The pandemic changed everything

Although mortgage rates often take the blame for rising housing costs, they don't explain why so many Americans who locked in rock-bottom low rates during Covid are still struggling to make ends meet.

According to the U.S. Chamber of Commerce, the percentage of house-poor homeowners declined every year between 2015 and 2019—from 29.4% to 26.5%.

Then the trend reversed. As post-Covid Inflation spiked to 40-year highs, most house-related bills went through the roof.

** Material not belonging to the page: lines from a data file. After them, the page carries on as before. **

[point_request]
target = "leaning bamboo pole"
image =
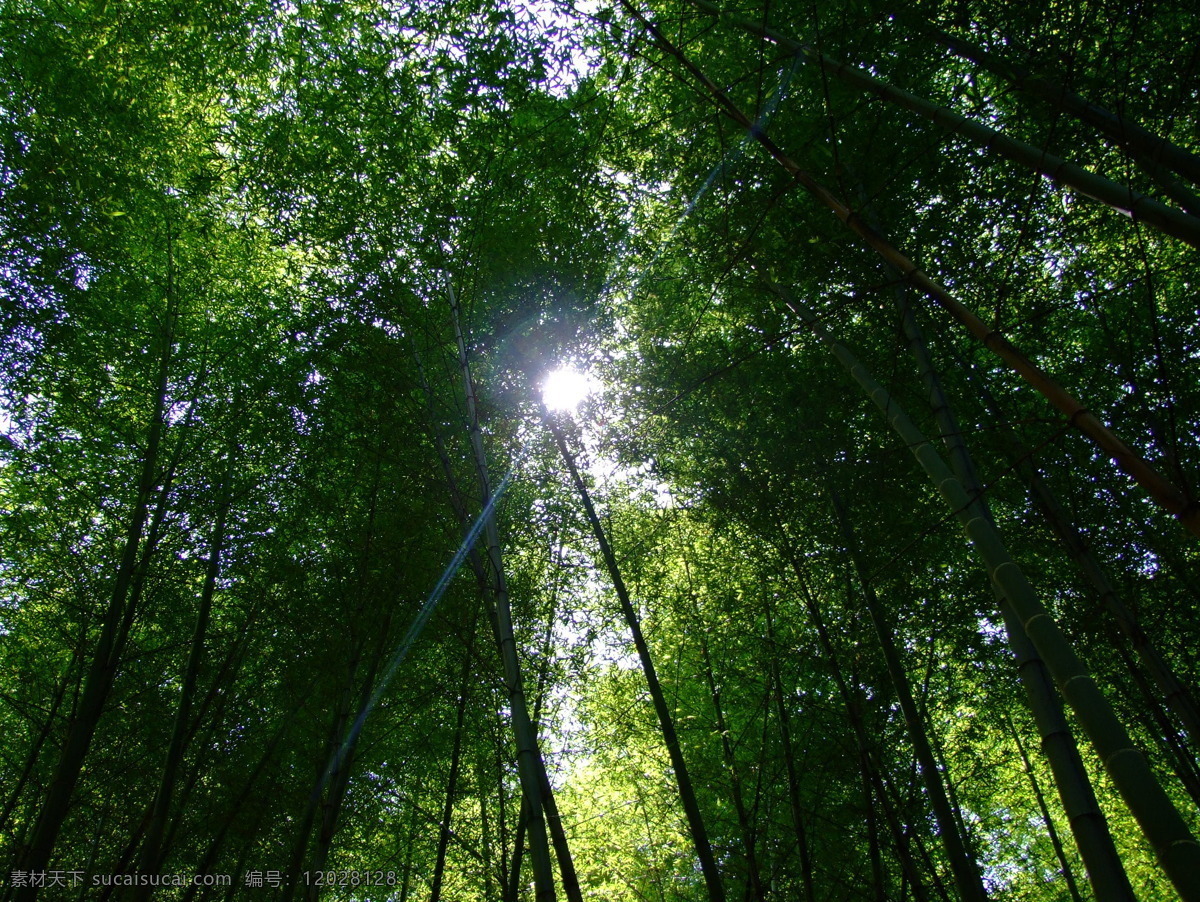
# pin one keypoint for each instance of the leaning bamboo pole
(1138, 206)
(705, 857)
(1161, 822)
(528, 755)
(1161, 489)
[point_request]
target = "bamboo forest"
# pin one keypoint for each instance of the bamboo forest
(625, 450)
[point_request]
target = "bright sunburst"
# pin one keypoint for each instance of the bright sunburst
(564, 389)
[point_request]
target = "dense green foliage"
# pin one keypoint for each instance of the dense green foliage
(237, 241)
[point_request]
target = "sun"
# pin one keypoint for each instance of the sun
(564, 389)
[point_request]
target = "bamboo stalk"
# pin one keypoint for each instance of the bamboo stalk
(1138, 206)
(1164, 493)
(1161, 822)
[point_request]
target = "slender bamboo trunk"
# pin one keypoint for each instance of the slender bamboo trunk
(966, 876)
(109, 647)
(793, 783)
(1162, 491)
(1085, 817)
(731, 765)
(1051, 830)
(151, 848)
(1156, 813)
(455, 763)
(1134, 204)
(658, 698)
(529, 767)
(213, 853)
(1152, 151)
(966, 872)
(43, 733)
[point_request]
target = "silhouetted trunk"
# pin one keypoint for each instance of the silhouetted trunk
(666, 722)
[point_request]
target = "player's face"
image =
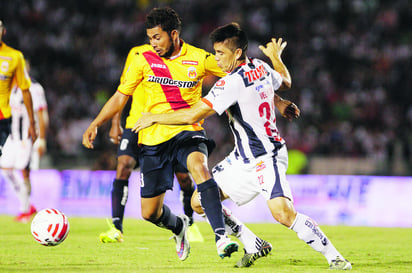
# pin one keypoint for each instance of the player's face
(226, 58)
(161, 41)
(2, 31)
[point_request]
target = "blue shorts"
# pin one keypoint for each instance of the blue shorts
(128, 145)
(5, 129)
(160, 161)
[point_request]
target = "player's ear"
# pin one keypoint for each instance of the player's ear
(238, 53)
(174, 34)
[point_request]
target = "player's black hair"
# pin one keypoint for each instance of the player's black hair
(166, 18)
(234, 34)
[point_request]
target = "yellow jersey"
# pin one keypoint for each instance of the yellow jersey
(168, 84)
(137, 105)
(12, 71)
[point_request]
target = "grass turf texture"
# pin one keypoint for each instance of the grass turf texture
(147, 249)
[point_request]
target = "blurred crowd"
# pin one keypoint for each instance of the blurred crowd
(350, 62)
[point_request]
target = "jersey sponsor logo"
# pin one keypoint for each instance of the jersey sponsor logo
(260, 89)
(4, 66)
(220, 83)
(254, 74)
(190, 62)
(163, 66)
(191, 72)
(171, 82)
(124, 144)
(169, 86)
(260, 166)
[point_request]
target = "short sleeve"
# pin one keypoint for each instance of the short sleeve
(224, 94)
(22, 76)
(133, 75)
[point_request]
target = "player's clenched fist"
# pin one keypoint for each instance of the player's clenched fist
(274, 48)
(89, 136)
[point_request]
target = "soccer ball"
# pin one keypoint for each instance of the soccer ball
(50, 227)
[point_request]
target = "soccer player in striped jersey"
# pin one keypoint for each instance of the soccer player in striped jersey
(170, 73)
(259, 161)
(20, 155)
(13, 71)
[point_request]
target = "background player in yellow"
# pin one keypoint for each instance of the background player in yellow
(12, 71)
(127, 159)
(170, 73)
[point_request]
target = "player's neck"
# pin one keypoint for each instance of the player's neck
(178, 49)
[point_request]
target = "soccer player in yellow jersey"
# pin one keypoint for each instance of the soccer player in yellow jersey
(170, 73)
(12, 71)
(127, 159)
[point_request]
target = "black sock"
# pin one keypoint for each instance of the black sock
(119, 199)
(210, 201)
(170, 221)
(187, 206)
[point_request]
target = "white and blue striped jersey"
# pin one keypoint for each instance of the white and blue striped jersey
(20, 119)
(247, 96)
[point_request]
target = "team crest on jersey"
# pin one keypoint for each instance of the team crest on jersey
(260, 166)
(4, 66)
(220, 83)
(190, 62)
(191, 72)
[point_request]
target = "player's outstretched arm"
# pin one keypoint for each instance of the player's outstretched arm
(287, 109)
(28, 102)
(114, 105)
(196, 113)
(116, 130)
(274, 51)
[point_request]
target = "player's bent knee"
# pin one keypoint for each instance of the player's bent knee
(195, 202)
(125, 167)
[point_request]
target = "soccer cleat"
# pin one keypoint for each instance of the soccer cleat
(340, 264)
(182, 243)
(225, 247)
(113, 235)
(248, 259)
(193, 234)
(25, 217)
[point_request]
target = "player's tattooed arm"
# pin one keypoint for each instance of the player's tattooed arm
(287, 109)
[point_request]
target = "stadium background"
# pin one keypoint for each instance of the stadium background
(350, 63)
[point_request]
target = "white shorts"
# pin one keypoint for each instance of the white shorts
(16, 154)
(264, 175)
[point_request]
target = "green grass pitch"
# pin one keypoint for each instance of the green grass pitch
(147, 249)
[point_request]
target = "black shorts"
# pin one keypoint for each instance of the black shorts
(160, 161)
(5, 129)
(128, 145)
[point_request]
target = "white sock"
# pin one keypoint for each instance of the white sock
(309, 232)
(19, 187)
(236, 228)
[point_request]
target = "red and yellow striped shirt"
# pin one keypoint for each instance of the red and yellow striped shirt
(168, 85)
(12, 71)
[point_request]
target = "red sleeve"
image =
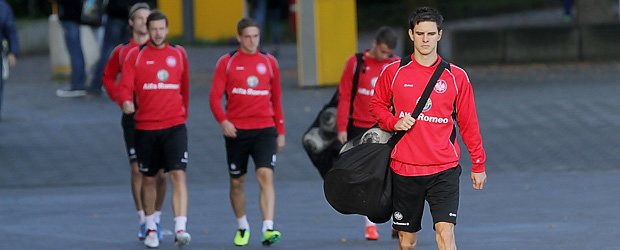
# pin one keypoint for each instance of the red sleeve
(344, 94)
(467, 120)
(125, 87)
(218, 87)
(381, 100)
(276, 96)
(185, 81)
(112, 68)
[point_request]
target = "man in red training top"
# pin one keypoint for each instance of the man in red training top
(374, 60)
(139, 35)
(253, 123)
(425, 160)
(158, 74)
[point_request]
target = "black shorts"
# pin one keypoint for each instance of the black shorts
(165, 148)
(259, 143)
(440, 190)
(129, 133)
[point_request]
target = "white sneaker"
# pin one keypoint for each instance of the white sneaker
(151, 240)
(68, 92)
(182, 238)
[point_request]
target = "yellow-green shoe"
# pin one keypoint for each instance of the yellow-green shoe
(270, 237)
(242, 237)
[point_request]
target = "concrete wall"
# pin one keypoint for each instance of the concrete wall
(562, 43)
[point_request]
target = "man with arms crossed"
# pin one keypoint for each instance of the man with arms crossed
(425, 160)
(374, 60)
(158, 74)
(139, 35)
(253, 123)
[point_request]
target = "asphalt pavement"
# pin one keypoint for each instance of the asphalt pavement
(550, 133)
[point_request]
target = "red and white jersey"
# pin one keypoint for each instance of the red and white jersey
(160, 79)
(251, 83)
(368, 75)
(430, 146)
(114, 66)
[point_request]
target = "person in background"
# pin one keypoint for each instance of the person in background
(252, 125)
(115, 28)
(8, 32)
(69, 13)
(139, 35)
(374, 60)
(154, 85)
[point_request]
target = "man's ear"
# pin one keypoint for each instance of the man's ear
(411, 34)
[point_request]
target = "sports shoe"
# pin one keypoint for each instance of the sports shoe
(68, 92)
(159, 235)
(151, 240)
(242, 237)
(142, 232)
(270, 237)
(371, 233)
(182, 238)
(394, 233)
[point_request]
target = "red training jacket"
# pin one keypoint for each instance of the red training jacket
(114, 66)
(430, 146)
(368, 75)
(160, 79)
(252, 87)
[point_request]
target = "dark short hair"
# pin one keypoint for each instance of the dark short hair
(244, 23)
(425, 14)
(136, 7)
(155, 16)
(386, 35)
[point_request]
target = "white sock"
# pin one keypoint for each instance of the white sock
(141, 217)
(150, 222)
(157, 216)
(179, 223)
(368, 222)
(267, 225)
(243, 222)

According to Bloomberg data, electricity bills have increased by 25% since January 2020, just before the pandemic was declared. Over that same period, natural gas prices spiked 29%.

But Covid wasn't just bad news for homeowners. For those who could afford it, Covid presented a once-in-a-lifetime opportunity to take out or refinance mortgages at the lowest rates on record.

The catch? Most of them did so-called cash-out refinancing—when a borrower replaces their current loan with a larger one and pockets the difference in cash.

According to JPMorgan, borrowers who used cash-out refinancing “consumed 33% of the equity received within a year.”

In the end, these mortgages will end up being costlier due to higher closing costs, a lengthier lending term, and other associated costs.

New homebuyers hoping for a better 2024

With existing homeowners struggling to keep roofs under their heads, would-be buyers are in no better position.

As Creditnews Research reported, those who didn't take the plunge during the pandemic, particularly younger generations, have been effectively locked out of homeownership.

Experts say conditions should improve this year as more properties go up for sale. Unfortunately, housing costs remain out of reach for the average household.

According to Redfin data, the average household earning less than $75,000 a year can only afford the cheapest 16% of listed homes.